# What do you think my mbti type is based on my drawings?



## GrowLegends (Mar 10, 2018)

Here:
https://growlegends.deviantart.com

What's your impression?:3


----------



## angelfish (Feb 17, 2011)

Cool artwork - I really like your animations. Strikes me as ENFP - the neon colors, the whimsy, lots of original characters.


----------



## GrowLegends (Mar 10, 2018)

Ooo thanks so much
ENFP eh?I've considered that,though I don't think I'm an extrovert haha!


----------



## SilentScream (Mar 31, 2011)

Sensing dominant imo. 

It's just that I can relate with regards to some of my own photography artwork in at least the explosion of color. 

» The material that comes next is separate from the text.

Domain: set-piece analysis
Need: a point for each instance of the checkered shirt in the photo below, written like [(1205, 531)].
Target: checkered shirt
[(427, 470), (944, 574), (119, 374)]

But it could be something completely different.


----------



## danthemanklein (Mar 30, 2018)

INFP maybe?


----------



## PlasticRenaissance (Jun 28, 2017)

INTP 

PS. the character design looks interesting esp. AFGANA


----------



## Energumen (Apr 24, 2015)

Very INFx.


----------



## M3m3s4ndTr4sh (May 24, 2018)

INFP, the element of fantasy is prevalent. Possibly INFJ but to a lesser extent


----------



## TBKT (Jan 10, 2019)

You are definitely a dreamer


----------



## Thunal33 (Oct 22, 2018)

Gives me INFP vibes.


----------



## Gryphonette (Jul 5, 2016)

I think INFP or ENFP. The bright colors, imagination, mystical-ness, and dreamy/pensive creatures.

As for you saying you don't think yourself an introvert, that doesn't totally rule out ENFP  Every ENFP I have known has said they need downtime away from people (They are the most introverted extroverts if I remember correctly).


----------



## Cherry (May 28, 2017)

IxFx

Not really sure though!


----------



## bucolic (Apr 4, 2017)

Those drawings make me think xNFP.


----------



## GreenlandicVegan (Sep 14, 2019)

I definitely think infp 😄


----------